We now suggest that you install the Windows Recovery Console. The Windows recovery console will allow you to boot up into a special recovery mode that allows us to help you in the case that your computer has a problem after an attempted removal of malware.

Go to Microsoft's website => http://support.microsoft.com/kb/310994
Select the download that's appropriate for your Operating System.

Posted Image

Download the file & save it as it's originally named, next to ComboFix.exe.

Posted Image

Now close all open windows and programs, then drag the setup package onto ComboFix.exe and drop it. Follow the prompts to start ComboFix and when prompted, agree to the End-User License Agreement to install the Microsoft Recovery Console. When complete, a log named CF_RC.txt will open.

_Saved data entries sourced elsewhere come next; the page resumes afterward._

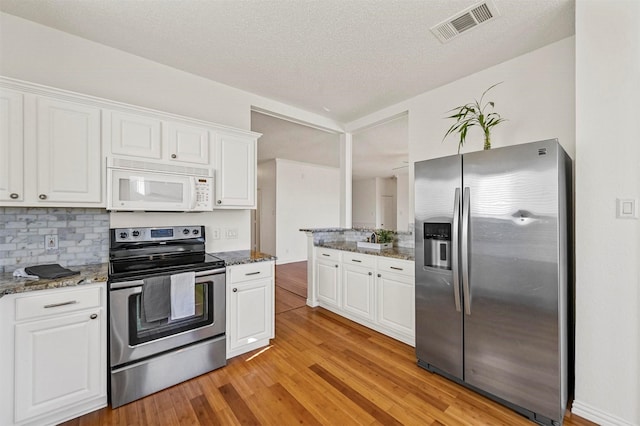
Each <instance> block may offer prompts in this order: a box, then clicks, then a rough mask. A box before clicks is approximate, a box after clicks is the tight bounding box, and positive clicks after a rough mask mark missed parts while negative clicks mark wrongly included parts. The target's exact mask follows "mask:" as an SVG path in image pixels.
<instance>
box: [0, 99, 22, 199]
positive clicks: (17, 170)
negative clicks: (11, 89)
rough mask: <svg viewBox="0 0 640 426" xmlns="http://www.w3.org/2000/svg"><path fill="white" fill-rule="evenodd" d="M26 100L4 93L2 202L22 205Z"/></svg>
mask: <svg viewBox="0 0 640 426" xmlns="http://www.w3.org/2000/svg"><path fill="white" fill-rule="evenodd" d="M22 128H23V96H22V94H21V93H19V92H14V91H12V90H8V89H1V90H0V200H2V201H22V200H23V197H24V188H23V185H24V183H23V176H22V172H23V155H24V136H23V133H22V132H23V131H22Z"/></svg>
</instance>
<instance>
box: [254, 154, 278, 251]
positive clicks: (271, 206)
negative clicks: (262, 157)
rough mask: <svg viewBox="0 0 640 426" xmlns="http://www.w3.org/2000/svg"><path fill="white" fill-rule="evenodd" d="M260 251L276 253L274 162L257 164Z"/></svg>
mask: <svg viewBox="0 0 640 426" xmlns="http://www.w3.org/2000/svg"><path fill="white" fill-rule="evenodd" d="M258 189H259V190H260V194H261V199H260V206H259V211H258V214H259V218H258V219H259V220H260V251H261V252H263V253H272V254H275V253H276V160H269V161H263V162H261V163H259V164H258Z"/></svg>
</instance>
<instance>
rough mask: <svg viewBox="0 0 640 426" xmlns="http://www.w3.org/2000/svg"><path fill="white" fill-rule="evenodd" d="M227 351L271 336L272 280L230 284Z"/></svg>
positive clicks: (265, 280) (264, 338)
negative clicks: (237, 283) (228, 345)
mask: <svg viewBox="0 0 640 426" xmlns="http://www.w3.org/2000/svg"><path fill="white" fill-rule="evenodd" d="M230 288H231V291H230V292H229V293H228V295H229V302H228V305H227V306H228V309H229V312H230V314H231V315H230V324H228V326H229V330H228V333H229V340H228V342H229V348H228V349H227V351H233V350H235V349H238V348H240V347H242V346H244V345H248V344H251V343H253V342H255V341H258V340H263V339H270V338H272V337H273V280H272V279H263V280H255V281H248V282H247V283H243V284H231V285H230Z"/></svg>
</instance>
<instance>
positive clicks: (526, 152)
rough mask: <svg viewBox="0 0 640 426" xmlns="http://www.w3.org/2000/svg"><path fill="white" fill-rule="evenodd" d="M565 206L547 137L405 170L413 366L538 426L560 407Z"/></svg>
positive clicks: (567, 260) (566, 228) (563, 330)
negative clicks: (515, 413)
mask: <svg viewBox="0 0 640 426" xmlns="http://www.w3.org/2000/svg"><path fill="white" fill-rule="evenodd" d="M571 199H572V197H571V160H570V158H569V157H568V156H567V154H566V153H565V152H564V150H563V149H562V147H561V146H560V145H559V144H558V142H557V140H555V139H553V140H546V141H540V142H533V143H527V144H522V145H514V146H509V147H504V148H497V149H492V150H488V151H479V152H473V153H469V154H462V155H454V156H450V157H444V158H437V159H433V160H426V161H421V162H417V163H415V243H416V245H415V268H416V355H417V358H418V364H419V365H420V366H422V367H423V368H426V369H428V370H430V371H433V372H436V373H439V374H441V375H444V376H446V377H448V378H449V379H452V380H455V381H457V382H459V383H461V384H464V385H465V386H468V387H470V388H472V389H473V390H475V391H479V392H480V393H483V394H485V395H487V396H489V397H491V398H492V399H495V400H497V401H498V402H500V403H502V404H504V405H507V406H509V407H510V408H512V409H514V410H516V411H518V412H520V413H521V414H524V415H526V416H527V417H529V418H530V419H532V420H534V421H537V422H539V423H543V424H560V423H562V418H563V416H564V412H565V408H566V403H567V393H568V370H567V368H568V358H569V330H568V327H569V325H568V324H569V322H568V321H569V318H568V317H569V315H570V297H571V296H570V294H569V291H568V288H570V286H569V281H570V275H569V274H570V269H571V263H572V260H571V258H570V251H569V244H570V241H571V237H570V232H571V226H572V225H571V223H572V221H571Z"/></svg>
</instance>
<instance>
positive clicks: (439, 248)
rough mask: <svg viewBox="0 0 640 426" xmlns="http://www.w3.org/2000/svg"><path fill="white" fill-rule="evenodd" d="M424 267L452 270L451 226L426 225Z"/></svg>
mask: <svg viewBox="0 0 640 426" xmlns="http://www.w3.org/2000/svg"><path fill="white" fill-rule="evenodd" d="M423 241H424V266H430V267H432V268H442V269H451V224H450V223H436V222H425V223H424V240H423Z"/></svg>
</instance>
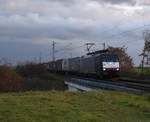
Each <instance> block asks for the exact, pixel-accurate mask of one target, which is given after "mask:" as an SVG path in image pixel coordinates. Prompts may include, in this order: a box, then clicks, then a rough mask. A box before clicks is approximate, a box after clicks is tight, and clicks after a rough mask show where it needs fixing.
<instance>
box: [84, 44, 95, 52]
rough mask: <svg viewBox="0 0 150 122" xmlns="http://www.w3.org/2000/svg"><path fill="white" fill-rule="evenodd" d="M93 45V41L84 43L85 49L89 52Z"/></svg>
mask: <svg viewBox="0 0 150 122" xmlns="http://www.w3.org/2000/svg"><path fill="white" fill-rule="evenodd" d="M94 45H95V43H86V50H87V52H88V53H90V49H91V48H92V47H93V46H94Z"/></svg>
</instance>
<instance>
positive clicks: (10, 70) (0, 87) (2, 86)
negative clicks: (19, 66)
mask: <svg viewBox="0 0 150 122" xmlns="http://www.w3.org/2000/svg"><path fill="white" fill-rule="evenodd" d="M22 81H23V78H22V77H21V76H20V75H19V74H18V73H16V72H15V71H14V70H13V69H11V68H10V67H8V66H0V91H1V92H9V91H20V90H22V85H23V82H22Z"/></svg>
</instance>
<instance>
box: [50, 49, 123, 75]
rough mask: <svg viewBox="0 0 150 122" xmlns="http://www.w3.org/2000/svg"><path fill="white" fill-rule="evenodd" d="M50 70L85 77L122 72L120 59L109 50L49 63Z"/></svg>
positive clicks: (106, 74) (113, 53)
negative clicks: (119, 65) (94, 75)
mask: <svg viewBox="0 0 150 122" xmlns="http://www.w3.org/2000/svg"><path fill="white" fill-rule="evenodd" d="M48 69H49V70H50V71H55V72H65V73H73V74H84V75H95V76H100V77H101V76H104V75H111V76H112V75H114V74H117V73H118V72H119V70H120V66H119V58H118V56H117V55H116V54H114V53H112V52H110V51H109V50H100V51H96V52H94V53H88V54H87V55H86V56H82V57H75V58H69V59H60V60H56V61H52V62H49V63H48Z"/></svg>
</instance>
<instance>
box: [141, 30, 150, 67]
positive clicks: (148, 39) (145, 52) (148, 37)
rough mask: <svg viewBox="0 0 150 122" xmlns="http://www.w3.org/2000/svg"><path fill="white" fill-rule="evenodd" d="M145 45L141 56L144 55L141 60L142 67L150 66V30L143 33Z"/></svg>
mask: <svg viewBox="0 0 150 122" xmlns="http://www.w3.org/2000/svg"><path fill="white" fill-rule="evenodd" d="M143 35H144V40H145V46H144V50H143V53H142V54H141V55H140V56H143V58H142V61H141V66H142V67H150V30H147V31H145V32H144V33H143Z"/></svg>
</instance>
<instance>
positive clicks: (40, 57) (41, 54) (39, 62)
mask: <svg viewBox="0 0 150 122" xmlns="http://www.w3.org/2000/svg"><path fill="white" fill-rule="evenodd" d="M39 63H40V64H41V63H42V53H41V52H40V57H39Z"/></svg>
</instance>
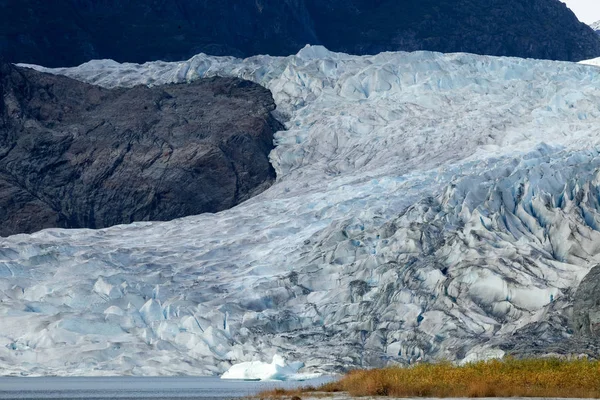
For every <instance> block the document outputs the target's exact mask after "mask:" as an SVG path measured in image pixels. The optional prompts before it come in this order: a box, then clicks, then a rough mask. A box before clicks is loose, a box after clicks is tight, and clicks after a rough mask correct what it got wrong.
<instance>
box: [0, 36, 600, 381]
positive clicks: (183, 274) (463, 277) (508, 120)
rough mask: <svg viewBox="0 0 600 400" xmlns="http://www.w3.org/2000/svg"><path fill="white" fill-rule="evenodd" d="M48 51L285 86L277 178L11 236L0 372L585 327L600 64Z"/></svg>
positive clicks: (410, 352) (170, 360)
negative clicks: (129, 58)
mask: <svg viewBox="0 0 600 400" xmlns="http://www.w3.org/2000/svg"><path fill="white" fill-rule="evenodd" d="M28 67H31V68H35V69H38V70H41V71H45V72H50V73H54V74H62V75H66V76H69V77H72V78H75V79H79V80H82V81H85V82H89V83H93V84H97V85H101V86H104V87H109V88H113V87H131V86H135V85H139V84H144V85H162V84H175V83H185V82H191V81H193V80H195V79H199V78H203V77H210V76H217V75H218V76H235V77H240V78H244V79H248V80H251V81H254V82H257V83H259V84H261V85H263V86H265V87H267V88H268V89H270V90H271V91H272V93H273V96H274V99H275V101H276V104H277V107H278V108H277V110H276V116H277V118H279V119H280V120H281V121H282V122H285V125H286V127H287V130H285V131H281V132H278V133H277V134H276V137H275V144H276V147H275V149H274V150H273V151H272V153H271V155H270V159H271V162H272V164H273V165H274V167H275V169H276V172H277V182H276V183H275V184H274V185H273V186H272V187H271V188H269V189H268V190H267V191H265V192H263V193H262V194H260V195H258V196H256V197H254V198H252V199H250V200H248V201H246V202H245V203H242V204H241V205H239V206H237V207H235V208H233V209H230V210H227V211H223V212H220V213H217V214H202V215H197V216H192V217H187V218H182V219H178V220H174V221H170V222H137V223H133V224H130V225H122V226H115V227H111V228H107V229H102V230H61V229H48V230H44V231H41V232H38V233H35V234H31V235H15V236H11V237H8V238H1V239H0V293H1V295H0V373H1V374H3V375H176V374H188V375H212V374H220V373H223V372H225V371H227V370H228V369H229V368H230V367H231V366H232V365H233V364H239V363H244V362H252V361H257V360H265V359H270V358H272V357H273V356H274V355H276V354H285V355H286V358H287V359H289V360H290V361H291V362H298V361H301V362H303V363H304V364H305V368H304V370H303V371H309V372H323V373H332V372H338V371H343V370H345V369H347V368H351V367H356V366H363V367H366V366H381V365H387V364H389V363H402V364H407V363H412V362H415V361H419V360H436V359H447V360H454V361H458V362H461V361H462V362H465V361H472V360H477V359H480V358H487V357H497V356H502V355H503V354H505V353H510V351H511V345H512V344H515V341H516V340H518V338H519V337H523V336H525V337H527V336H529V335H526V334H525V335H524V334H522V333H523V332H531V331H536V332H541V333H540V335H545V337H549V340H551V341H552V340H553V341H559V340H563V339H565V338H569V337H570V336H572V331H571V330H570V328H569V326H568V320H569V315H570V312H571V311H570V310H571V307H572V298H573V294H574V292H575V290H576V288H577V286H578V284H579V282H580V281H581V280H582V279H583V277H584V276H585V275H586V274H587V273H588V271H589V270H590V269H591V268H592V267H593V266H594V265H596V264H597V263H598V262H599V260H600V172H599V171H600V170H599V168H600V153H599V152H600V68H598V67H597V66H594V65H583V64H575V63H566V62H554V61H539V60H526V59H518V58H500V57H489V56H478V55H471V54H464V53H457V54H441V53H433V52H414V53H405V52H397V53H381V54H378V55H374V56H361V57H359V56H351V55H346V54H341V53H333V52H330V51H328V50H327V49H325V48H323V47H319V46H307V47H306V48H304V49H302V50H301V51H300V52H299V53H298V54H296V55H292V56H289V57H271V56H255V57H251V58H247V59H237V58H233V57H213V56H207V55H204V54H200V55H197V56H194V57H193V58H191V59H190V60H188V61H185V62H175V63H167V62H151V63H146V64H141V65H138V64H128V63H125V64H119V63H116V62H114V61H111V60H95V61H91V62H88V63H86V64H83V65H81V66H79V67H75V68H59V69H48V68H43V67H39V66H28Z"/></svg>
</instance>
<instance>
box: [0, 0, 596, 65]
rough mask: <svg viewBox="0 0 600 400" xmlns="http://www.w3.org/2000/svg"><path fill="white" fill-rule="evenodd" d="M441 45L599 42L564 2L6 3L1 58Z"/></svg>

Please post the contents of that log.

Please do not reboot your machine until we have reviewed the log.

#13
kahdah

Posted 09 April 2008 - 07:41 PM

GeekU Teacher

Retired Staff
15,822 posts

You can uninstall Norton this way.
Go to Start >Control Panel>Add\Remove programs.

Click on Norton Internet Worm Protection v2006 then click on remove then follow the prompts to uninstall it.

#14
medt

Posted 09 April 2008 - 08:06 PM

Member

Topic Starter
Member
77 posts

Hi I will do what you suggested about recovery in the morning. I also checked and Norton is no where to be found where you told me to look. I even did a search for file and nothing comes up for Norton or Symantec. I do not know where it is hiding.